A recent study published in Hepatology has demonstrated that IL-33—in combination with the oncogenes AKT and YAP—facilitates cholangiocarcinoma development in mice. Moreover, IL-6 seems to have an important role in this process.

Cholangiocarcinomas are malignancies of the biliary tract; therapeutic advances have been modest in the past few years and overall 5-year survival is 10%. Although rodent models of cholangiocarcinoma exist, none seem to be ideal, so Gregory Gores (Mayo Clinic, MN, USA) and colleagues aimed to generate a mouse model that more closely mimics human disease. “We pursued this project because we did not deem the current animal models of cholangiocarcinoma to be relevant to the human condition,” he explains. “Many of them appeared to arise from hepatocytes and/or were time inefficient.”

Thus, the researchers sought to directly transfect cells of the biliary tree with plasmids containing oncogenes; AKT and YAP were selected for transfection as they are known to contribute to the pathogenesis of human hepatobiliary malignancies. A Sleeping Beauty transposase–transposon approach was used for transfection. “We reasoned (fortunately correctly) that if we directly instilled these DNA constructs into the biliary tree it would also transfect the biliary epithelium,” says Gores. Common bile duct clamping prevented the injected material from rapidly flowing into the duodenum. Lobar bile duct ligation was then performed in the mice to induce cholestasis in the local microenvironment.

Previous work by Jorge Bezerra and co-workers had demonstrated that IL-33 is a biliary mitogen, so they investigated the role of this cytokine in transfection and carcinogenesis. They found that 10 weeks after surgery for bile duct ligation and oncogene transfection (with AKT and YAP), 20% of mice developed cholangiocarcinomas; by contrast, in mice that underwent bile duct ligation, oncogene transfection and systemic administration of IL-33, 70% of animals developed cholangiocarcinomas. Importantly, these tumours were shown to be morphologically and phenotypically similar to human cholangiocarcinomas. Notably, IL-33 alone did not induce tumour development.

IL-33 facilitates cholangiocarcinoma development. Image produced in consultation with G. Gores.

In a further step in the research, Gores and the team decided to investigate the role of IL-6 in this tumour development mechanism. They found that cholangiocarcinoma development after biliary transfection with AKT and YAP and administration of IL-33 was attenuated in Il6−/− mice. Interestingly, the researchers also found that IL-6 can in fact substitute for IL-33 in this model of carcinogenesis—administration of IL-6 after biliary transfection with AKT and YAP resulted in a similar rate of tumour development as with IL-33 administration. Gores reports that this finding “demonstrates that inflammatory cytokines are important in oncogenesis and biliary epithelia, especially IL-6”.

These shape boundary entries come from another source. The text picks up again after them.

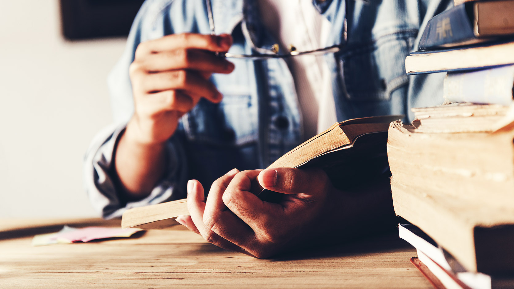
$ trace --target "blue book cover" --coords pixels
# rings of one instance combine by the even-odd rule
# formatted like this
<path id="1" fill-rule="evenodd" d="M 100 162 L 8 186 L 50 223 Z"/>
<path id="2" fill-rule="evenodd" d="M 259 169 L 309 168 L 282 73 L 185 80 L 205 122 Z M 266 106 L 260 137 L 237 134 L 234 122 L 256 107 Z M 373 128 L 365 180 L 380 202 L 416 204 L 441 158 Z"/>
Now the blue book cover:
<path id="1" fill-rule="evenodd" d="M 514 65 L 464 72 L 448 72 L 444 80 L 445 99 L 509 105 L 514 93 Z"/>
<path id="2" fill-rule="evenodd" d="M 473 32 L 472 15 L 472 7 L 465 4 L 434 16 L 427 24 L 419 41 L 419 50 L 480 41 Z"/>

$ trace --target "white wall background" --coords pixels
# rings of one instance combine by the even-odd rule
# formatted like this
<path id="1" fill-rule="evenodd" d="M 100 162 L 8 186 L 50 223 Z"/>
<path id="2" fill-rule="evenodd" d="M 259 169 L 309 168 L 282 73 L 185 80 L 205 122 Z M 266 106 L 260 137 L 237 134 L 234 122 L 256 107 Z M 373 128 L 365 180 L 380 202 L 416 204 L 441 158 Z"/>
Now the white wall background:
<path id="1" fill-rule="evenodd" d="M 0 0 L 0 218 L 98 216 L 82 162 L 121 38 L 67 42 L 58 0 Z"/>

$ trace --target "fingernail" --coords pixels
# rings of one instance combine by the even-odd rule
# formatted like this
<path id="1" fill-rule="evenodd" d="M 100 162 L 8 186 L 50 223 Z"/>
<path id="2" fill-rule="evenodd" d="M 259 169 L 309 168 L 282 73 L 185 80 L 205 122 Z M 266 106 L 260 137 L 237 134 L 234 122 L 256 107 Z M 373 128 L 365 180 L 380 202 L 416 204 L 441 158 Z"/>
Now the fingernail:
<path id="1" fill-rule="evenodd" d="M 182 216 L 179 216 L 178 217 L 177 217 L 176 219 L 175 219 L 175 220 L 178 222 L 178 223 L 180 224 L 180 225 L 182 225 L 182 226 L 186 226 L 186 222 L 184 222 L 183 220 L 182 220 L 182 219 L 180 218 Z"/>
<path id="2" fill-rule="evenodd" d="M 218 38 L 218 44 L 220 48 L 228 50 L 232 46 L 232 37 L 228 34 L 222 34 Z"/>
<path id="3" fill-rule="evenodd" d="M 259 175 L 259 182 L 263 187 L 274 187 L 277 184 L 277 171 L 274 169 L 265 169 Z"/>
<path id="4" fill-rule="evenodd" d="M 229 170 L 229 172 L 227 172 L 227 174 L 225 174 L 225 175 L 235 175 L 236 174 L 237 174 L 238 172 L 239 172 L 239 170 L 237 169 L 236 169 L 236 168 L 233 168 L 233 169 L 231 169 L 230 170 Z"/>
<path id="5" fill-rule="evenodd" d="M 194 188 L 194 182 L 193 180 L 188 181 L 188 194 L 193 191 L 193 188 Z"/>

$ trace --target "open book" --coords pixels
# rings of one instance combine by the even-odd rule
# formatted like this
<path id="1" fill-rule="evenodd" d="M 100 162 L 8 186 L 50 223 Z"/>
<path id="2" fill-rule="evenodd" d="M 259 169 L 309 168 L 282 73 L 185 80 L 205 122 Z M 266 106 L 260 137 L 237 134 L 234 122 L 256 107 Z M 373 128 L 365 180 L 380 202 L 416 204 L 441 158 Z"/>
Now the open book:
<path id="1" fill-rule="evenodd" d="M 274 167 L 347 167 L 348 174 L 358 172 L 358 167 L 368 166 L 377 158 L 385 157 L 389 123 L 402 115 L 372 117 L 336 123 L 287 152 L 271 164 Z M 338 171 L 339 172 L 341 170 Z M 263 189 L 254 182 L 252 192 Z M 178 223 L 179 216 L 188 215 L 186 199 L 157 205 L 133 208 L 123 213 L 122 228 L 164 229 Z"/>

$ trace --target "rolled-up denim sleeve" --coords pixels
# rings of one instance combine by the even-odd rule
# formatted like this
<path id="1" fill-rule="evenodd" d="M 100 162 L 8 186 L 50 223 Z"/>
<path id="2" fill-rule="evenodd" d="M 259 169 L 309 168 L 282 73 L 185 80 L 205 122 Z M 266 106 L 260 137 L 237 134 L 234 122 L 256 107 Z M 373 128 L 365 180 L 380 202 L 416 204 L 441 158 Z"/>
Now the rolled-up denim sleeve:
<path id="1" fill-rule="evenodd" d="M 138 45 L 147 40 L 173 33 L 165 13 L 171 0 L 147 0 L 134 20 L 127 44 L 108 79 L 114 123 L 98 133 L 86 153 L 84 180 L 86 191 L 96 210 L 105 218 L 121 216 L 131 207 L 157 204 L 185 197 L 186 162 L 183 158 L 183 140 L 174 136 L 166 146 L 168 164 L 164 176 L 146 198 L 127 201 L 114 166 L 118 139 L 134 113 L 134 101 L 128 68 Z M 175 133 L 177 134 L 177 133 Z"/>
<path id="2" fill-rule="evenodd" d="M 167 167 L 164 176 L 146 198 L 126 201 L 120 196 L 121 188 L 114 167 L 114 156 L 118 140 L 125 129 L 124 125 L 113 125 L 99 133 L 86 154 L 84 180 L 86 190 L 94 208 L 102 217 L 120 217 L 130 208 L 158 204 L 185 198 L 186 193 L 185 162 L 178 137 L 167 142 Z"/>

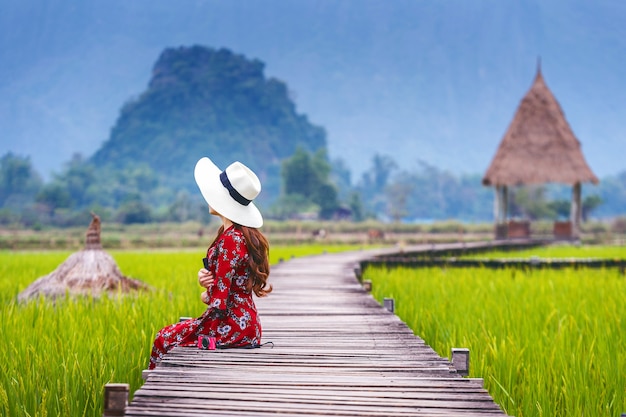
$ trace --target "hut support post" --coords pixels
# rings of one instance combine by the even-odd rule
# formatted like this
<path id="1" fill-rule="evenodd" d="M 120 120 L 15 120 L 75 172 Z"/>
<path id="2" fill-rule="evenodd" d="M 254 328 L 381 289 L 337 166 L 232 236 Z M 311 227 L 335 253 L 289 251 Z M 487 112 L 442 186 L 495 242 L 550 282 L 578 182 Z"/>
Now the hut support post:
<path id="1" fill-rule="evenodd" d="M 496 221 L 496 239 L 506 239 L 508 235 L 506 218 L 509 211 L 508 188 L 506 185 L 496 185 L 495 192 L 493 211 Z"/>
<path id="2" fill-rule="evenodd" d="M 506 223 L 506 215 L 509 205 L 509 193 L 506 185 L 497 185 L 496 199 L 494 204 L 494 217 L 497 224 Z"/>
<path id="3" fill-rule="evenodd" d="M 580 221 L 582 218 L 581 203 L 582 186 L 579 182 L 572 187 L 572 206 L 570 210 L 570 222 L 572 223 L 572 237 L 578 238 L 580 235 Z"/>

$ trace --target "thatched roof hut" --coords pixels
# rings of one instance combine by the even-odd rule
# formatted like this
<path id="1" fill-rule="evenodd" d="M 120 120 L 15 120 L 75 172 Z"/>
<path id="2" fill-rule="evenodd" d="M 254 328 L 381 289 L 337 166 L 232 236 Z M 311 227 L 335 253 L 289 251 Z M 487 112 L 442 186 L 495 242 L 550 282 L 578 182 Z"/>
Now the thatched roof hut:
<path id="1" fill-rule="evenodd" d="M 587 165 L 580 142 L 546 85 L 540 66 L 482 182 L 496 188 L 497 223 L 506 221 L 508 187 L 544 183 L 572 185 L 570 222 L 572 235 L 577 234 L 581 184 L 597 184 L 598 178 Z"/>
<path id="2" fill-rule="evenodd" d="M 598 183 L 541 68 L 504 134 L 484 185 Z"/>
<path id="3" fill-rule="evenodd" d="M 91 295 L 127 293 L 148 289 L 148 285 L 122 275 L 111 255 L 102 250 L 100 218 L 93 219 L 87 229 L 85 249 L 70 255 L 50 274 L 38 278 L 18 295 L 19 301 L 38 298 L 55 299 L 66 294 Z"/>

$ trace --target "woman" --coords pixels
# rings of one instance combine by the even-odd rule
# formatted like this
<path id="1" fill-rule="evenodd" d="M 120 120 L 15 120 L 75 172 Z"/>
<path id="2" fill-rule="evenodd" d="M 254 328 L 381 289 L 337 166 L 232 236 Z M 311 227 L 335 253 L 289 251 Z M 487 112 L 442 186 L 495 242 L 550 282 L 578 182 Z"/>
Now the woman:
<path id="1" fill-rule="evenodd" d="M 216 338 L 218 347 L 261 344 L 261 323 L 252 293 L 263 297 L 272 291 L 269 244 L 258 230 L 263 217 L 254 205 L 261 192 L 258 177 L 240 162 L 221 171 L 202 158 L 194 171 L 196 184 L 209 212 L 222 221 L 207 251 L 206 266 L 198 271 L 201 294 L 208 308 L 202 316 L 161 329 L 154 340 L 150 369 L 176 346 L 195 346 L 199 336 Z"/>

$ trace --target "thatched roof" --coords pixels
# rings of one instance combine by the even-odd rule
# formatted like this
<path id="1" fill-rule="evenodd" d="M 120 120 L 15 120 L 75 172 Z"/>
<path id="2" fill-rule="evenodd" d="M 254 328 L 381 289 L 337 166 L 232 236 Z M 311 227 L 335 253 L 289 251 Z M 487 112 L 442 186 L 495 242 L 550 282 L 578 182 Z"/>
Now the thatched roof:
<path id="1" fill-rule="evenodd" d="M 522 99 L 484 185 L 598 183 L 582 154 L 561 106 L 548 89 L 541 69 Z"/>
<path id="2" fill-rule="evenodd" d="M 55 299 L 65 295 L 91 295 L 127 293 L 148 289 L 148 285 L 122 275 L 111 255 L 102 250 L 100 243 L 100 218 L 93 214 L 87 229 L 85 249 L 70 255 L 50 274 L 35 280 L 18 295 L 19 301 L 38 298 Z"/>

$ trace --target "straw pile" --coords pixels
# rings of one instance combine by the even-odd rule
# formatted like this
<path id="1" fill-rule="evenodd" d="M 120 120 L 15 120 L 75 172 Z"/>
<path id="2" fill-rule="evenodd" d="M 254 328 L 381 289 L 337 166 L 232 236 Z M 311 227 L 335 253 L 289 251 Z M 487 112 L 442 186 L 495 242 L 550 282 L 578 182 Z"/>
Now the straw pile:
<path id="1" fill-rule="evenodd" d="M 118 294 L 148 289 L 145 283 L 125 277 L 115 260 L 102 250 L 100 242 L 100 218 L 93 219 L 87 229 L 85 249 L 70 255 L 50 274 L 38 278 L 18 295 L 27 301 L 43 295 L 55 299 L 66 295 Z"/>

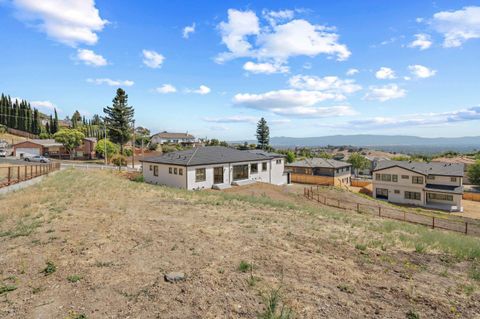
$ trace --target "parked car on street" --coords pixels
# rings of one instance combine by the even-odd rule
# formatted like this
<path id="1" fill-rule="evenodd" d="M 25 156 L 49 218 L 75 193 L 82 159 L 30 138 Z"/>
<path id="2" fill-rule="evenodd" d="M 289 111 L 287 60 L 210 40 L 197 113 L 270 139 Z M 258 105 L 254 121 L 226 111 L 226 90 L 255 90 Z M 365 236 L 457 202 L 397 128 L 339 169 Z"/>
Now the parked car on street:
<path id="1" fill-rule="evenodd" d="M 46 158 L 45 156 L 31 156 L 31 157 L 25 157 L 25 161 L 27 162 L 38 162 L 38 163 L 50 163 L 50 160 Z"/>

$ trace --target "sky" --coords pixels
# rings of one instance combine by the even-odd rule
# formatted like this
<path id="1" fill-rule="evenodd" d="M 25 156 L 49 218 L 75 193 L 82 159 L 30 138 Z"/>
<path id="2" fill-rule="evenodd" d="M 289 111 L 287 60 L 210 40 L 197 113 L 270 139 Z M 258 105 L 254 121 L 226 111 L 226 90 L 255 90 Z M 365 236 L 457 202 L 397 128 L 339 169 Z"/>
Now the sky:
<path id="1" fill-rule="evenodd" d="M 246 140 L 480 135 L 480 1 L 0 0 L 0 88 Z"/>

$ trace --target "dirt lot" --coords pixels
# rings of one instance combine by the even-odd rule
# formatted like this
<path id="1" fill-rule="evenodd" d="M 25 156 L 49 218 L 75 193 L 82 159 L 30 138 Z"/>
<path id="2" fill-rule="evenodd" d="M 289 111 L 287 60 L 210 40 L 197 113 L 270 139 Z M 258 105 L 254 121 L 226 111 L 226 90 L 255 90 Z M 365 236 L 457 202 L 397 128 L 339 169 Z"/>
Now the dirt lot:
<path id="1" fill-rule="evenodd" d="M 237 191 L 67 170 L 0 197 L 0 317 L 257 318 L 278 287 L 296 318 L 480 316 L 479 239 Z"/>

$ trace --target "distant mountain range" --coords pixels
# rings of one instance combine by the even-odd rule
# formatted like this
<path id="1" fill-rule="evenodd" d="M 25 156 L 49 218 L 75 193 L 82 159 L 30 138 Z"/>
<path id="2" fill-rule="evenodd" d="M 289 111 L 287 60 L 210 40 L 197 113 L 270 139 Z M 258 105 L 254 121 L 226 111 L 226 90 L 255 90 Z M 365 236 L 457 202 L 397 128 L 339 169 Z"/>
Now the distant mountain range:
<path id="1" fill-rule="evenodd" d="M 256 141 L 247 141 L 256 143 Z M 242 142 L 238 142 L 242 143 Z M 350 145 L 356 147 L 372 147 L 386 150 L 420 150 L 427 149 L 441 150 L 473 150 L 480 149 L 480 136 L 466 137 L 418 137 L 408 135 L 331 135 L 319 137 L 272 137 L 270 144 L 274 147 L 295 147 L 295 146 L 342 146 Z"/>

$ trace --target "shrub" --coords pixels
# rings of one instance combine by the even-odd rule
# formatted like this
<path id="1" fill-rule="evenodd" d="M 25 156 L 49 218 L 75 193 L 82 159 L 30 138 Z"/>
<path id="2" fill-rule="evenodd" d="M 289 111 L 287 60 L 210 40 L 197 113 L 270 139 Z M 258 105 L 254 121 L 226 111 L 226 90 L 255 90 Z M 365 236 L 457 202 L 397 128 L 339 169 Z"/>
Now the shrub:
<path id="1" fill-rule="evenodd" d="M 406 314 L 405 317 L 407 319 L 420 319 L 420 316 L 418 313 L 415 312 L 415 310 L 409 310 Z"/>
<path id="2" fill-rule="evenodd" d="M 69 282 L 77 282 L 77 281 L 80 281 L 80 279 L 82 279 L 82 277 L 79 275 L 70 275 L 67 277 L 67 280 Z"/>
<path id="3" fill-rule="evenodd" d="M 292 310 L 281 305 L 282 296 L 280 294 L 281 287 L 272 289 L 266 296 L 263 297 L 265 304 L 265 311 L 261 313 L 258 318 L 260 319 L 291 319 L 293 318 Z"/>
<path id="4" fill-rule="evenodd" d="M 253 269 L 252 264 L 249 264 L 248 262 L 242 260 L 240 262 L 240 265 L 238 265 L 238 270 L 241 272 L 248 272 Z"/>
<path id="5" fill-rule="evenodd" d="M 127 166 L 127 158 L 123 155 L 117 154 L 112 157 L 112 163 L 116 166 Z"/>
<path id="6" fill-rule="evenodd" d="M 57 271 L 57 266 L 51 261 L 47 261 L 47 267 L 43 269 L 43 273 L 45 276 L 53 274 L 55 271 Z"/>
<path id="7" fill-rule="evenodd" d="M 133 155 L 133 151 L 132 151 L 131 149 L 129 149 L 129 148 L 125 148 L 125 149 L 123 150 L 123 155 L 124 155 L 124 156 L 127 156 L 127 157 L 130 157 L 130 156 Z"/>

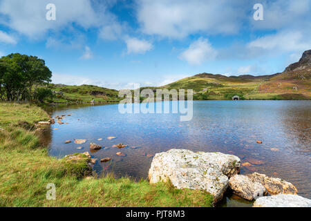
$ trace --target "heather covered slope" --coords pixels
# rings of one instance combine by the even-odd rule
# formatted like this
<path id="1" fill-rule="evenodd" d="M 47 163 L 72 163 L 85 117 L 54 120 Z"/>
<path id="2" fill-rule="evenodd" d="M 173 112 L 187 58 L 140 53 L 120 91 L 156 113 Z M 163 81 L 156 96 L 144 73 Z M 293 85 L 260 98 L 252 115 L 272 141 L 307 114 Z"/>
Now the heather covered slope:
<path id="1" fill-rule="evenodd" d="M 271 75 L 227 77 L 201 73 L 161 88 L 193 89 L 195 99 L 226 99 L 233 95 L 249 99 L 311 99 L 311 50 L 284 72 Z"/>

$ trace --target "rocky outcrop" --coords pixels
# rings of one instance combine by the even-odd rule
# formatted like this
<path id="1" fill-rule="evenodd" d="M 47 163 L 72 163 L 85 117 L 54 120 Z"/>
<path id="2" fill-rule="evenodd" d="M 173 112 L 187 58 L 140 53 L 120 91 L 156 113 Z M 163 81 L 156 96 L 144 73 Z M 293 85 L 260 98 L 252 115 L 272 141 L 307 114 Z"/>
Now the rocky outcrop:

“We plan to take this work forward by using other oncogenes and, more importantly, tumour mechanisms to inhibit tumour suppressor genes to more specifically study oncogenic processes in the biliary epithelia,” concludes Gores. The authors also hope that this mouse model might be used as a basis to refine further models, and they suggest that it could have relevance for testing agents in a preclinical setting.